Abstraction layers are always slow -- PC's getting faster never makes them feel fast because our expectations of what software should do increases at the same rate.
That said, there's no direct connection between a great user experience and specifically using ObjC, not even in theory. There are many frameworks (MonoTouch comes to mind) which explicitly bind Cocoa/Touch to C#. The only difference is, instead of writing your logic in ObjC, you're doing it in a language you're more familiar with.
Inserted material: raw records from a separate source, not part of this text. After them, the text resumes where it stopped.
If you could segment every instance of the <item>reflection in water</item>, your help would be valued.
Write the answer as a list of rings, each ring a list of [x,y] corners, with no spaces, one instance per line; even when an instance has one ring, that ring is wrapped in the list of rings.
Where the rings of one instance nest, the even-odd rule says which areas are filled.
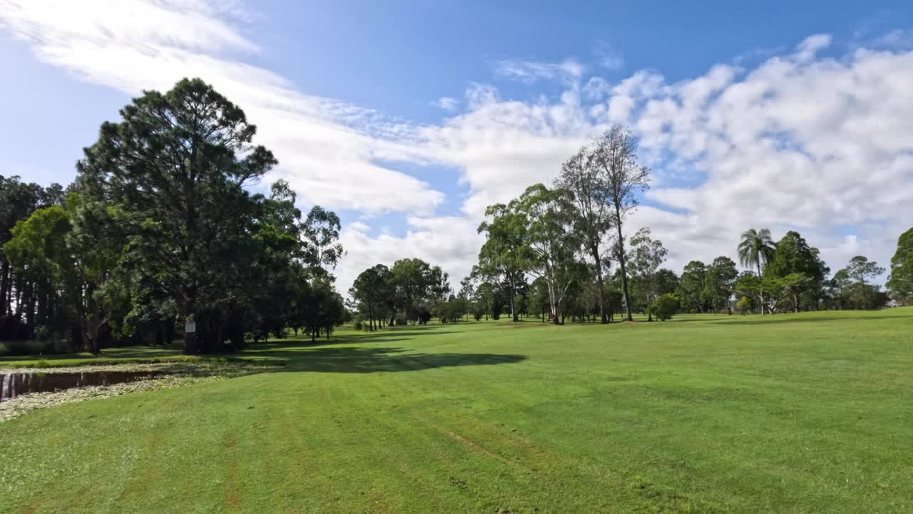
[[[148,379],[158,371],[86,371],[79,373],[7,373],[0,375],[0,402],[28,392],[111,385]]]

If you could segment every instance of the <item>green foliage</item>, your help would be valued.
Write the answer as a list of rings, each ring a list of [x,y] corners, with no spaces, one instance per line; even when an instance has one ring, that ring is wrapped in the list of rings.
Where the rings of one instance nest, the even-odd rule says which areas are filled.
[[[240,357],[278,372],[0,423],[0,510],[903,512],[910,309],[271,341]]]
[[[704,276],[703,298],[715,310],[726,309],[731,314],[729,301],[735,292],[736,277],[739,272],[736,263],[726,256],[719,256],[707,267]]]
[[[738,310],[742,316],[751,312],[752,309],[754,309],[754,302],[752,302],[751,298],[749,298],[748,296],[742,296],[741,298],[739,298],[738,302],[736,302],[736,310]]]
[[[685,271],[678,280],[677,295],[681,300],[686,312],[707,312],[708,302],[704,293],[707,280],[707,265],[700,261],[691,261],[685,264]]]
[[[678,311],[678,296],[671,293],[666,293],[657,296],[650,305],[651,314],[660,321],[672,319],[672,316]]]
[[[913,228],[897,238],[897,250],[891,257],[891,275],[887,285],[895,300],[913,304]]]

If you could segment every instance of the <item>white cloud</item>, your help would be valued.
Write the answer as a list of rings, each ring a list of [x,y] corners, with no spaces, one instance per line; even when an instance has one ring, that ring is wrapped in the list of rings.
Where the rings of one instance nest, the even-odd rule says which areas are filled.
[[[596,45],[595,53],[599,65],[609,71],[617,71],[624,67],[624,58],[622,54],[604,41]]]
[[[474,83],[466,111],[415,125],[303,94],[239,60],[257,52],[236,26],[245,11],[214,5],[121,0],[77,9],[0,0],[0,20],[42,60],[130,93],[201,76],[258,124],[259,141],[281,162],[275,177],[288,178],[305,202],[403,212],[402,237],[371,236],[361,221],[344,228],[343,290],[364,268],[411,256],[458,280],[476,258],[485,207],[550,182],[612,123],[629,123],[641,136],[656,177],[646,199],[663,206],[642,207],[628,231],[650,226],[677,271],[692,259],[733,256],[750,227],[775,236],[798,230],[834,270],[855,253],[886,264],[910,223],[904,213],[913,205],[913,52],[891,47],[897,37],[834,59],[822,57],[830,37],[813,36],[752,69],[719,64],[675,83],[652,70],[613,83],[586,77],[572,60],[502,61],[502,77],[558,80],[566,91],[519,102]],[[437,103],[456,107],[449,100]],[[468,189],[462,212],[436,216],[442,193],[378,162],[458,168]]]
[[[431,102],[435,107],[438,107],[445,111],[455,111],[459,102],[456,102],[456,98],[450,98],[449,96],[442,96],[436,101]]]
[[[257,124],[302,201],[372,213],[430,214],[443,194],[377,166],[422,158],[412,127],[370,110],[302,94],[286,79],[235,59],[257,47],[232,24],[247,13],[207,0],[0,0],[0,20],[38,59],[131,94],[201,77]],[[226,14],[228,13],[228,14]],[[379,192],[383,192],[380,193]]]
[[[526,83],[540,80],[576,81],[584,70],[582,64],[570,59],[561,62],[507,59],[499,61],[495,68],[498,75]]]

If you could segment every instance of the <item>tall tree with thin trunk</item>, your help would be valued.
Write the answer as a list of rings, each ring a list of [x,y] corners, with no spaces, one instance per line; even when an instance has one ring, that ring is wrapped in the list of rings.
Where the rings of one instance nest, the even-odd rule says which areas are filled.
[[[570,191],[577,207],[574,216],[574,230],[580,234],[583,251],[593,259],[593,270],[598,284],[599,316],[603,324],[609,322],[605,309],[605,282],[603,277],[605,249],[603,240],[612,229],[609,211],[609,187],[605,177],[594,159],[590,158],[591,150],[582,147],[576,154],[561,165],[561,174],[555,186]]]
[[[634,321],[634,317],[631,316],[631,297],[628,294],[623,228],[627,215],[637,208],[639,202],[636,194],[650,187],[650,168],[637,162],[637,138],[627,127],[613,125],[593,141],[588,165],[599,170],[608,190],[609,214],[617,230],[615,257],[621,267],[622,289],[628,321]]]
[[[761,229],[760,230],[749,229],[742,232],[742,241],[739,243],[739,261],[746,268],[755,267],[758,270],[758,277],[761,279],[761,284],[763,284],[764,275],[761,269],[764,264],[770,262],[771,259],[773,258],[773,252],[776,249],[777,245],[773,242],[773,239],[771,238],[771,230],[769,229]],[[764,316],[763,288],[760,291],[761,315]]]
This type of framework/cross-compiler leads to high-quality, reliable code that still provides a nice Apple-ey user experience.
On the flipside, you have plenty of app store apps (games, mostly, but others like convertbot) that totally eschew Apple's UI controls. These apps are written in 100% ObjC with all of Apple's tools, but simply prefer rolling their own because they think the user experience is better. Up to now (and as far as I can tell from my talks with them, still) Apple has no problem with this.
So I think your logic that using Apple's tools magically leads to a better user experience is flawed. True, some cross-platform environments lead to a subpar experience (potentially Adobe's CS5). But Unity3D and MonoTouch clearly contribute to the platform from a user experience standpoint.
A much better argument is that Apple is planning to make lots of changes going forward and they don't want to have to worry about waiting for the Unity people to update their compiler in order for developers to be able to implement [whatever] for their apps. For instance, the multitasking change is pretty big under the hood--who knows how long it will be before MonoTouch binds to it? That's much more likely to be Apple's concern.
TUAW made a similar argument to mine, but it's flawed in a couple of places because they don't understand OSX. There's nothing about cross-platform frameworks that makes multitasking hard per se, but making it more difficult to update existing code is going to be hard if Apple ever decides to break backwards compatibility, which clearly they're indicating they're going to do.
Of course, from Apple's POV this has the nice "side" benefit of locking developers in to ObjC going forward. Better for the platform or not, I think that's what has developers most upset--we've just gotten out of two decades of vendor lock-in under Microsoft. We were headed for the web, and we're about to miss it.